Arranging your Google information is the last thing you’d think about if you knew you were about to kick the bucket and yet, the software company gives users the possibility to decide what should happen to their online information when they pass away. The new feature, called Inactive Account Manager, gives users the possibility to delete or modify their online identity after their death, CNET New Reports.
Very few people have the strength to admit they are mortals and even fewer have the courage to imagine what happens after they die. Google has included a new feature to its online services that gives users the possibility to manage the content of their online accounts even after they have passed away. Some people might find this option useless, if not macabre, but Google’s initiative is understandable considering that most people have an online identity containing the most important data about them.
Thanks to the Inactive Account Manager, users can set an interval by which they can be considered inactive, the longest period of time being 12 months. If the users is not at all active on the Internet during the period of time he selected, 10 of his most trusted contacts will be notified through emails and written texts about his/her death. Account users can also program the service to grant trusted contacts access to some of their online information. Thus, the relatives and family members can view the deceased person’s email, videos, pictures and other online files.

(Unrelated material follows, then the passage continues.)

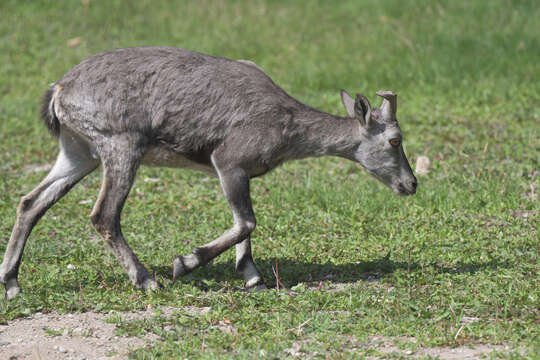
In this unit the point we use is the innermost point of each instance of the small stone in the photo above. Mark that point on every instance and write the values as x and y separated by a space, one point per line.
74 42
423 165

While the service appears to be a great common-sense solution for the handling of inactive accounts, analysts don’t expect this feature to be used by many people. The Inactive Account Manager is fairly simple to use, in comparison to other similar services; Facebook, for instance, requires family members to submit proof of death before acknowledging the demise. Google’s service, on the other hand, is much easier to use, because subscribers get to manage their inactive accounts and select the most trusted persons in their contacts list.